Re: Questions About TODO: Issuing NOTICEs for row count differences in EXPLAIN ANALYZE

From: David Rowley <dgrowleyml(at)gmail(dot)com>
To: KAZAR Ayoub <ma_kazar(at)esi(dot)dz>
Cc: pgsql-hackers(at)lists(dot)postgresql(dot)org
Subject: Re: Questions About TODO: Issuing NOTICEs for row count differences in EXPLAIN ANALYZE
Date: 2024-10-29 00:39:13
Message-ID: CAApHDvo+Rwxd6kR7bxeDG=5zTAi9q7tYdaX6VvbKy08thXFEtA@mail.gmail.com
Views: Raw Message | Whole Thread | Download mbox | Resend email
Thread:
Lists: pgsql-hackers

On Tue, 29 Oct 2024 at 12:43, KAZAR Ayoub <ma_kazar(at)esi(dot)dz> wrote:
> I am currently looking into the following TODO item, "Have EXPLAIN ANALYZE issue NOTICE messages when the estimated and actual row counts differ by a specified percentage."
> What's the current status of this TODO, and is there any prior discussion or rationale behind it ?

The status is that we don't have anything like that and I don't recall
it being mentioned that anyone is working on it.
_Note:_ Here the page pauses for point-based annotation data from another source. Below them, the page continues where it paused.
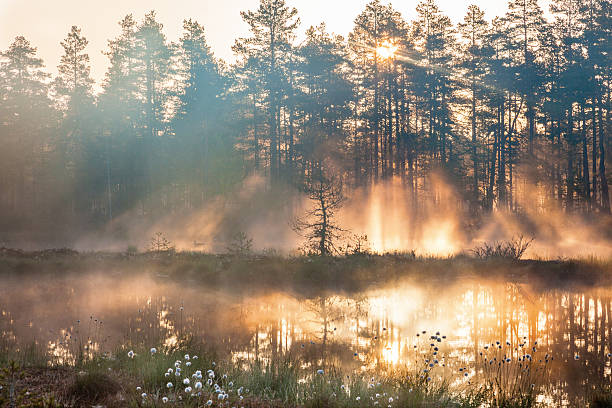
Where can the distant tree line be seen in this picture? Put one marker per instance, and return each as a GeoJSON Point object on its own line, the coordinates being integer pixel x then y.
{"type": "Point", "coordinates": [501, 108]}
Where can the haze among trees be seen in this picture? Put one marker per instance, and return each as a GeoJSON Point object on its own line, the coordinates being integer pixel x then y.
{"type": "Point", "coordinates": [496, 107]}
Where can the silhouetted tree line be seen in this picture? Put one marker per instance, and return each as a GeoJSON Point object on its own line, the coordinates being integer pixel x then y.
{"type": "Point", "coordinates": [501, 108]}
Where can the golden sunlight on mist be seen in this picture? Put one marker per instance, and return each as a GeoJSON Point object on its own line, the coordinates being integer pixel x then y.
{"type": "Point", "coordinates": [386, 50]}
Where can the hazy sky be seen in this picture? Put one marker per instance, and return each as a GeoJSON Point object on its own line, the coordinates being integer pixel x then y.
{"type": "Point", "coordinates": [46, 22]}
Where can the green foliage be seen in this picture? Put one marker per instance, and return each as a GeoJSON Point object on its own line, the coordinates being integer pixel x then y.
{"type": "Point", "coordinates": [513, 248]}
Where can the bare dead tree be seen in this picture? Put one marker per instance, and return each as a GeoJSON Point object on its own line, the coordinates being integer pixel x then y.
{"type": "Point", "coordinates": [318, 226]}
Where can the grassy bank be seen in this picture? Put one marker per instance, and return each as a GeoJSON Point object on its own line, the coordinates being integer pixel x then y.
{"type": "Point", "coordinates": [136, 375]}
{"type": "Point", "coordinates": [345, 274]}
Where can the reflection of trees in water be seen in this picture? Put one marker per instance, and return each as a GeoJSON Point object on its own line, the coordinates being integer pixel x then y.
{"type": "Point", "coordinates": [325, 330]}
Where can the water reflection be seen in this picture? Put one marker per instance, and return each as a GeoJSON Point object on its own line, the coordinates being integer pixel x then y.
{"type": "Point", "coordinates": [71, 318]}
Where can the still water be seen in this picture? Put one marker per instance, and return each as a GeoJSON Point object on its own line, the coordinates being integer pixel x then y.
{"type": "Point", "coordinates": [372, 331]}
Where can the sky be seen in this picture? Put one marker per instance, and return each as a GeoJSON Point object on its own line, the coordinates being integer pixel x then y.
{"type": "Point", "coordinates": [46, 22]}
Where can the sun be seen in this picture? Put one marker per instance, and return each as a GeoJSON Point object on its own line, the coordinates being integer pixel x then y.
{"type": "Point", "coordinates": [386, 50]}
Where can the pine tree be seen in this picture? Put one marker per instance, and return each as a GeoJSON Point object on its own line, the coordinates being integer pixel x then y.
{"type": "Point", "coordinates": [272, 27]}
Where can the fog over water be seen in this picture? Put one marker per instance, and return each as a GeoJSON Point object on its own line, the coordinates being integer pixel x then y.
{"type": "Point", "coordinates": [367, 331]}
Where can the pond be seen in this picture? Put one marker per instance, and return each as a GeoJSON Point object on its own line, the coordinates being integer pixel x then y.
{"type": "Point", "coordinates": [463, 328]}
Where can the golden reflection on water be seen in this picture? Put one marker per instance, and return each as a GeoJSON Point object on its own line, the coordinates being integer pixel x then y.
{"type": "Point", "coordinates": [69, 318]}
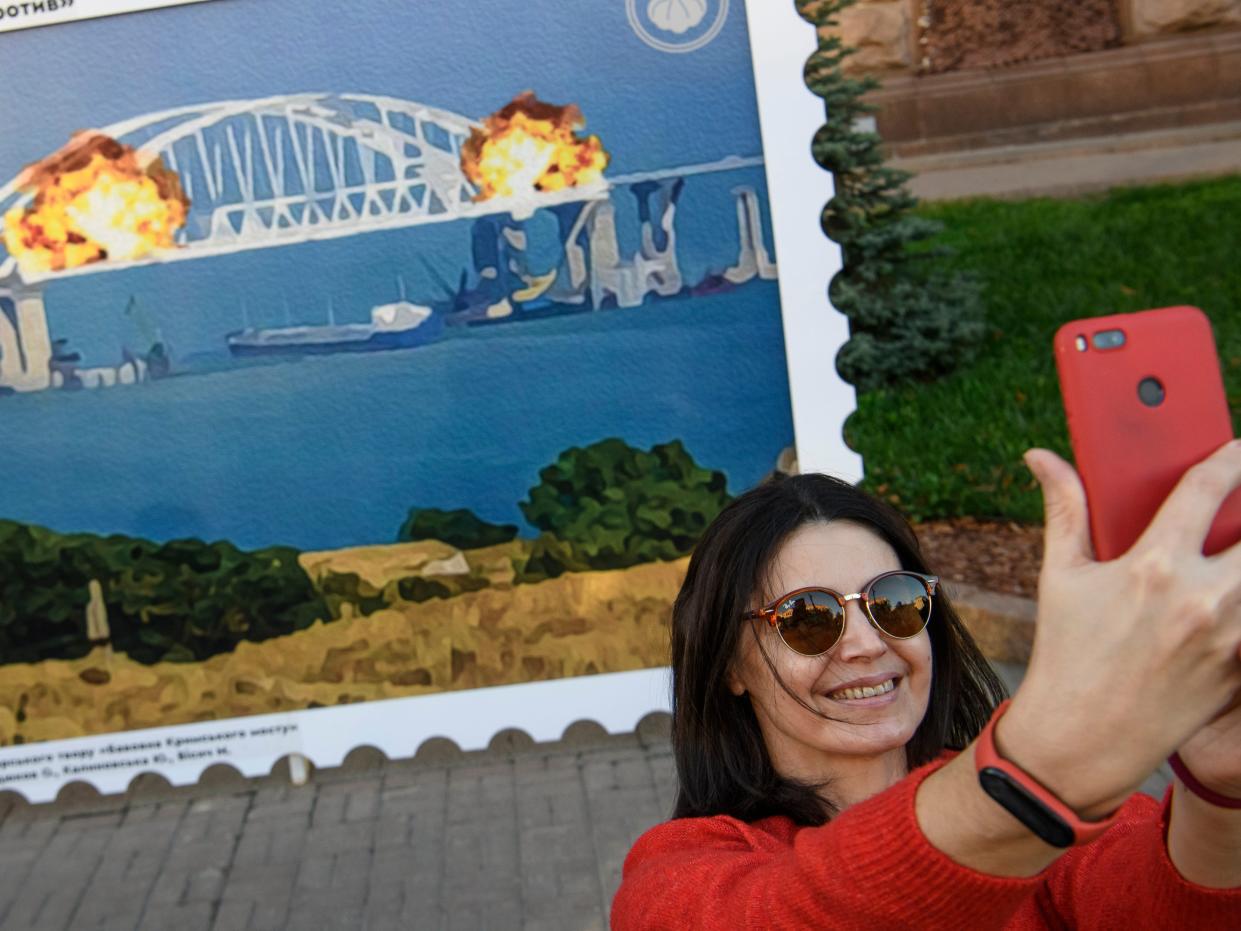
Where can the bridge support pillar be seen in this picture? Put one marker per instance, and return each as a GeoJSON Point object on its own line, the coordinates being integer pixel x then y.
{"type": "Point", "coordinates": [25, 341]}
{"type": "Point", "coordinates": [752, 258]}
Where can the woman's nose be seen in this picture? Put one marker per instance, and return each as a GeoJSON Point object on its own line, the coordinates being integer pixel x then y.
{"type": "Point", "coordinates": [860, 639]}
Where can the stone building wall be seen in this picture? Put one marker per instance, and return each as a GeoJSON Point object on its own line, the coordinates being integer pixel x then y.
{"type": "Point", "coordinates": [930, 36]}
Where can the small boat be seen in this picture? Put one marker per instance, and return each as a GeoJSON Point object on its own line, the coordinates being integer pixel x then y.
{"type": "Point", "coordinates": [397, 325]}
{"type": "Point", "coordinates": [400, 325]}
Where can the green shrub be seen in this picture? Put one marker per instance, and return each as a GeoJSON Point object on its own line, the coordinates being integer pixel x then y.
{"type": "Point", "coordinates": [611, 505]}
{"type": "Point", "coordinates": [178, 601]}
{"type": "Point", "coordinates": [459, 528]}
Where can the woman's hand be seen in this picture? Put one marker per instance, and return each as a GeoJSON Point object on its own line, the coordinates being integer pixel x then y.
{"type": "Point", "coordinates": [1131, 657]}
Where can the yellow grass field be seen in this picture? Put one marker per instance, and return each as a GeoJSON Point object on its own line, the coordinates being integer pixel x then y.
{"type": "Point", "coordinates": [577, 625]}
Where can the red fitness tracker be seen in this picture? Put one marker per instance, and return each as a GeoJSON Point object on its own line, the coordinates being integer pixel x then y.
{"type": "Point", "coordinates": [1028, 801]}
{"type": "Point", "coordinates": [1198, 788]}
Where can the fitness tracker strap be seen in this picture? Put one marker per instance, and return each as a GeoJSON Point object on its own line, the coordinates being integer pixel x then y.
{"type": "Point", "coordinates": [1026, 800]}
{"type": "Point", "coordinates": [1198, 788]}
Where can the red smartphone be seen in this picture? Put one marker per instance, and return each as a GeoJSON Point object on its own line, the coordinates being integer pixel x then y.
{"type": "Point", "coordinates": [1144, 400]}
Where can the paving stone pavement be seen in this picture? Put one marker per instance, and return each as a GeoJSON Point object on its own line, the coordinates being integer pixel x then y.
{"type": "Point", "coordinates": [520, 836]}
{"type": "Point", "coordinates": [515, 837]}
Normally these items
only get added when there has been some discussion about it, but
normally that discussion gets linked along with the todo item. Clearly
that's not been done in this case. I imagine the rationale is to make
it more clear when the estimates are off from the actual execution.

You might need to do some digging into the history of who added that
todo item and see if you can find any relevant discussion on hackers
around the time it was added.

> Specifically:
> - How can we come up with a percentage for row count differences (fixed value or dynamic)?
> - Should we consider a configurable param for users ?
> - Is there anything extra to consider ?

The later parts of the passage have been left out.